Chemical agents are dosed automatically, using control and measurement equipment that monitors flow. The control and measurement equipment works in conjunction with the control system included in the invention.

The first step on the inlet side of the inlet collector is to install a pH-correcting reagent dispenser, dispensed in the form of hydrochloric acid or sodium hydroxide solution, at a rate of up to 5 mg/liter of the treated liquid, sufficient to maintain the proper pH. The amount of reagent dispensed is determined by flow-monitoring control and measurement equipment, which interfaces with the control system, in accordance with the coagulation and flocculation reaction being performed.

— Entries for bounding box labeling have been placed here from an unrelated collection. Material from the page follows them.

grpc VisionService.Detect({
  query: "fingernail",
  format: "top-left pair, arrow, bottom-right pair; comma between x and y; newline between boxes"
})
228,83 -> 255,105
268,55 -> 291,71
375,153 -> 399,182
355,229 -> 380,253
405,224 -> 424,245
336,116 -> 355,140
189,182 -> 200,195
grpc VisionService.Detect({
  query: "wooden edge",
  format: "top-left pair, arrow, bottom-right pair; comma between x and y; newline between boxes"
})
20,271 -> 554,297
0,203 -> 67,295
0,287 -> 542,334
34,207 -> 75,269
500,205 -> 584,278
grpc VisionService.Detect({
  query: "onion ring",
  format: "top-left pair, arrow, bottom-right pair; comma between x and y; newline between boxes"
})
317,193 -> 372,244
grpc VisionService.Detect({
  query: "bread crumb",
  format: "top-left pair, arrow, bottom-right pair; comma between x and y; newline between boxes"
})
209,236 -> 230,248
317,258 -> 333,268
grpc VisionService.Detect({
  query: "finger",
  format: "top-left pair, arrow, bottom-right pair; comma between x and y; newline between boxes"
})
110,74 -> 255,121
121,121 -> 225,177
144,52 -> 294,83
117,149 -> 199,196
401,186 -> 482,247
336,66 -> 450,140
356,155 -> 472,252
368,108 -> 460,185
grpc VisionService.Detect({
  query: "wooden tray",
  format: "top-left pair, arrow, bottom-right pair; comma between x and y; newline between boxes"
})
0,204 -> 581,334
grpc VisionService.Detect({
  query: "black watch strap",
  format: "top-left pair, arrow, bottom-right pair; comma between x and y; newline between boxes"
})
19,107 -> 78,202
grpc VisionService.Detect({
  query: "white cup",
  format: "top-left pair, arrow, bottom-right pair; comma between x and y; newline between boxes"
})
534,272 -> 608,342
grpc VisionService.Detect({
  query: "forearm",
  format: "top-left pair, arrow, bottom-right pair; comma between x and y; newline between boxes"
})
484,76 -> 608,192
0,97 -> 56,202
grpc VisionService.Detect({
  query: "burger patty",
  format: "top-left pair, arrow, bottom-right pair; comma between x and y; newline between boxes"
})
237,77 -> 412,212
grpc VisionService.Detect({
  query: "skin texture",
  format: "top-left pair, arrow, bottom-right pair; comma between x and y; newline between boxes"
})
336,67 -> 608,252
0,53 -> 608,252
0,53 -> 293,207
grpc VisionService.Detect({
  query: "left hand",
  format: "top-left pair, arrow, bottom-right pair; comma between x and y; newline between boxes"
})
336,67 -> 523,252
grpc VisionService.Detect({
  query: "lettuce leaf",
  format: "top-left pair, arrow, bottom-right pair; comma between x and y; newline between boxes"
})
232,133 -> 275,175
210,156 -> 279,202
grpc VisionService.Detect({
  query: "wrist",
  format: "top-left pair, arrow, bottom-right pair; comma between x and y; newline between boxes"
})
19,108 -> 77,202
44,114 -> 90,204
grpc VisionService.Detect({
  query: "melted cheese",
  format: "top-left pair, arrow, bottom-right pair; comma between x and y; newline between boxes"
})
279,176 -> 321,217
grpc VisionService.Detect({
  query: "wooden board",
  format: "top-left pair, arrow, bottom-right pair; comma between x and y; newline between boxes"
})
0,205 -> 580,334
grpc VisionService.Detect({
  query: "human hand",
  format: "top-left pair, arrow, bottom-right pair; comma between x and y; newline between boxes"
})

The next feeder mounted on the flow collector, counting from its inlet side, is an oxidizing agent feeder, dosed at up to 15 mg/liter. Its purpose is to oxidize organic compounds contained in the liquid and thus reduce the organic compound content. Potassium permanganate is most often used as the oxidizing agent in the process according to the invention.

Next, a disinfectant dispenser with a nozzle is installed on the flow collector. The nozzle dispenses disinfectants under pressure into the flowing liquid at a concentration of up to 20 mg/liter. These are generally chlorine compounds, which, when used in the appropriate dose, guarantee high biocidal effectiveness. The effectiveness of disinfectant use is measured by the amount of microbiological contaminants removed from the flowing raw water or wastewater.

Next, an aerator is located on the flow collector, the nozzle of which directs compressed air into the flowing stream, aerating the liquid and thus supporting the efficiency of oxidation of iron and manganese ions from forms dissolved in the liquid to forms forming sedimentary suspensions.

The final stage is a coagulant tank, from which substances necessary for the coagulation process are injected into the contaminated liquid stream. These substances allow the dispersed colloid phase particles to combine into larger structures that will be separated at a later stage of the purification process. These substances are aluminum(III) salts or iron(III) salts.

The reactor is a pressurized, closed vessel equipped with an axially arranged, high-speed, four-blade propeller agitator, rotating at 50-80 rpm. The agitator is installed between the walls separating the chambers within the reactor.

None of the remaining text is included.